No one ever taught me that stories “sell” until I got into a higher stakes sales position and later a sales management position. A person (prospect) making a seven-figure income does not want to listen to a yokel talk about the dimensions of a product or how it’s made. Okay, sure they want to know that stuff but they want that information romanced. Like this maybe. Years ago I was talking with a surgeon and he said, “I gotta tell ya, your product is no different from the other guy’s product.” (Wrong scalpel breath!) I responded with, “If I had a buck for every time I heard that I’d be driving your car. I know why you said that. It looks the same, feels the same, and probably smells the same. We found out something really interesting though when a couple of our engineer nerds starting testing the material for strength. Imagine two guys sitting at the bench munching on some awful looking health food trying to pull the material apart using every tool available. Can you picture that? Well, the material resisted every attempt to rip it apart. That started the marketing nerds thinking about how that characteristic could help you during surgery…..”
That sale closed! The surgeon was intrigued by the story. He also loved the reference to “nerds” because he was one going through med school, a fact that he had previously mentioned to me. What if I had responded with, “well doctor, our product really is different and here’s why….” Guess what? Every other nimrod trying to sell similar products is saying the same thing! That approach does not get the job done-consistently. The facts approach does not create spark. It leaves people yawning and looking at their watch, wondering when the march of factoids will be over.

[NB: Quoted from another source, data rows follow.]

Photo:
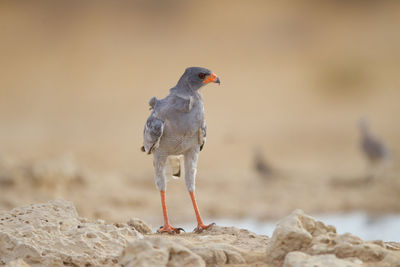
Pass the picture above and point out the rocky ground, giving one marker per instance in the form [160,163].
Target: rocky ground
[53,234]
[116,197]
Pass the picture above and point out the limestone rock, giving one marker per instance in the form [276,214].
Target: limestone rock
[17,263]
[52,234]
[300,259]
[156,251]
[300,232]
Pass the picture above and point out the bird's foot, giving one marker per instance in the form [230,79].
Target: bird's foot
[170,230]
[201,227]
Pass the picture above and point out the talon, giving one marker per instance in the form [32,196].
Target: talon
[202,227]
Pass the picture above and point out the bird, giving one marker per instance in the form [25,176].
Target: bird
[261,166]
[176,127]
[374,150]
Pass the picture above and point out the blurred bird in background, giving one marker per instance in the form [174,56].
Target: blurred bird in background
[176,126]
[261,166]
[374,150]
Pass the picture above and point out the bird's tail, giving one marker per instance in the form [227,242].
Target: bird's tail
[176,166]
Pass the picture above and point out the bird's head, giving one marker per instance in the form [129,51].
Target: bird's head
[196,77]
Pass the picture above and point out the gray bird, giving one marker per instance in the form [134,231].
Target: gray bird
[373,149]
[176,126]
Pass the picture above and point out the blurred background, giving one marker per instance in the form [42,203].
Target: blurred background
[283,127]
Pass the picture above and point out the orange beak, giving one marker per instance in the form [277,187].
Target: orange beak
[212,78]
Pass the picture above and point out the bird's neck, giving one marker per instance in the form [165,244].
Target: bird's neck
[185,90]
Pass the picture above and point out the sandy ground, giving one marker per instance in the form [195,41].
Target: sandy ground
[117,197]
[52,234]
[295,80]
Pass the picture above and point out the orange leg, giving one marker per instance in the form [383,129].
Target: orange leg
[167,228]
[200,225]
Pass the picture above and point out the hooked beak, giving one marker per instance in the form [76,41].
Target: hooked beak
[212,78]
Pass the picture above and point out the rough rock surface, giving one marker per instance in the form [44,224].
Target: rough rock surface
[52,234]
[300,232]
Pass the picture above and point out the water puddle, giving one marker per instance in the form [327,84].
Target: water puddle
[386,227]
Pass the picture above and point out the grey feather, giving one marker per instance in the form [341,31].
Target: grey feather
[176,126]
[153,131]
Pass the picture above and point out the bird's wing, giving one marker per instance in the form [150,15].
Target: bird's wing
[181,102]
[153,131]
[202,135]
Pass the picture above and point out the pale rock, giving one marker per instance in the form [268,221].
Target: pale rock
[300,259]
[300,232]
[156,251]
[52,234]
[17,263]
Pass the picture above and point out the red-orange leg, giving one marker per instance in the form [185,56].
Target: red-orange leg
[200,225]
[167,228]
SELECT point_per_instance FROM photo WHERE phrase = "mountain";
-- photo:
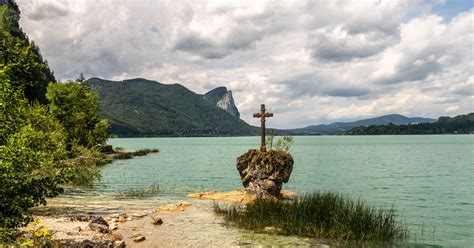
(340, 127)
(140, 107)
(223, 99)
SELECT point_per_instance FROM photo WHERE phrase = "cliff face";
(223, 99)
(144, 108)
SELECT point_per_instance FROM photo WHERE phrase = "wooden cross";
(262, 116)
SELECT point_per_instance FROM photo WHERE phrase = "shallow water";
(429, 179)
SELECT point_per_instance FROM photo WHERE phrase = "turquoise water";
(429, 179)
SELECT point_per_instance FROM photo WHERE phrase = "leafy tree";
(75, 106)
(81, 78)
(32, 148)
(20, 59)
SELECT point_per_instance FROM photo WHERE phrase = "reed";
(121, 154)
(325, 215)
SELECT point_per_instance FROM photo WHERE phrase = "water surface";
(429, 179)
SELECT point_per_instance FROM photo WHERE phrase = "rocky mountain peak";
(223, 99)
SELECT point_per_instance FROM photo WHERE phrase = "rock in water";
(98, 224)
(263, 173)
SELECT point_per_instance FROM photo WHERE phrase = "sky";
(309, 61)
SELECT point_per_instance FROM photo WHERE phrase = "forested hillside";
(50, 132)
(140, 107)
(461, 124)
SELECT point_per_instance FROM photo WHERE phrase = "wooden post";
(262, 116)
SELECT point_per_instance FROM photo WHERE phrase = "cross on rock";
(262, 116)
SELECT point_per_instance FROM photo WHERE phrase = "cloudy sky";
(311, 62)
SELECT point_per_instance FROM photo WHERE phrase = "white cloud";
(309, 61)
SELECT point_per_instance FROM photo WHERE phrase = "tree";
(32, 148)
(75, 107)
(81, 78)
(20, 59)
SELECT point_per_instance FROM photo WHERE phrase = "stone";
(183, 204)
(120, 244)
(263, 172)
(139, 238)
(99, 228)
(114, 227)
(98, 224)
(155, 220)
(139, 215)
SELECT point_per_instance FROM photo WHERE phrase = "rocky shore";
(181, 224)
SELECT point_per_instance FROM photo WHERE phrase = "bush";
(32, 146)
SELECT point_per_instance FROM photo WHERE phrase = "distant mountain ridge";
(340, 127)
(222, 98)
(142, 108)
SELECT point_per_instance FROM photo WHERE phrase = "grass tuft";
(325, 215)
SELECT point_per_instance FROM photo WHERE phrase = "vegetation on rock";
(263, 173)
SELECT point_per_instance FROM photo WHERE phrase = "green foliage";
(283, 144)
(75, 106)
(40, 151)
(20, 59)
(139, 107)
(322, 215)
(40, 235)
(31, 148)
(269, 140)
(445, 125)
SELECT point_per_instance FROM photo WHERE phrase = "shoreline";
(185, 223)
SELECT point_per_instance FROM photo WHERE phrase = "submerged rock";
(263, 173)
(98, 224)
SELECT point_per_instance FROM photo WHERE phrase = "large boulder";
(263, 173)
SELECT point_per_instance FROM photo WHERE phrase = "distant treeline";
(461, 124)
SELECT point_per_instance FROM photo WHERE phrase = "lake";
(429, 179)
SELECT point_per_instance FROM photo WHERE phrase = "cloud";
(38, 11)
(310, 61)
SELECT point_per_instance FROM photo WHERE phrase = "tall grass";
(120, 154)
(149, 191)
(325, 215)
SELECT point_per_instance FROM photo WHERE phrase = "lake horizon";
(410, 173)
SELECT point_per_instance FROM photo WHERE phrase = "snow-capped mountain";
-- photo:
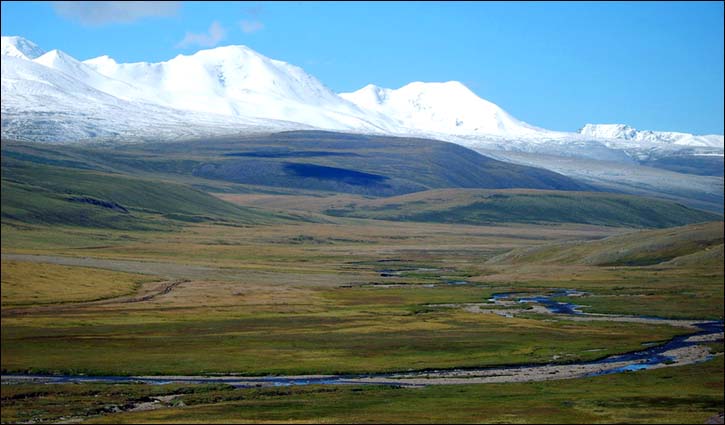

I gave a talk not long ago to a group of people struggling with alcoholism, a disease I am very familiar with. I did not go down the factoid highway although Lord knows there are enough of those to wile away the hours. I told several stories of other ex-sots including my own, a tale which is particularly unhinged. Am I the second coming of Dr. Bob? Not remotely close. But the people in the room were nodding because the stories were similar to theirs plus they could identify with them. They were not alone. If some other guy could beat alcohol they could too.
Become story tellers! Communication is more interesting and people remember stories.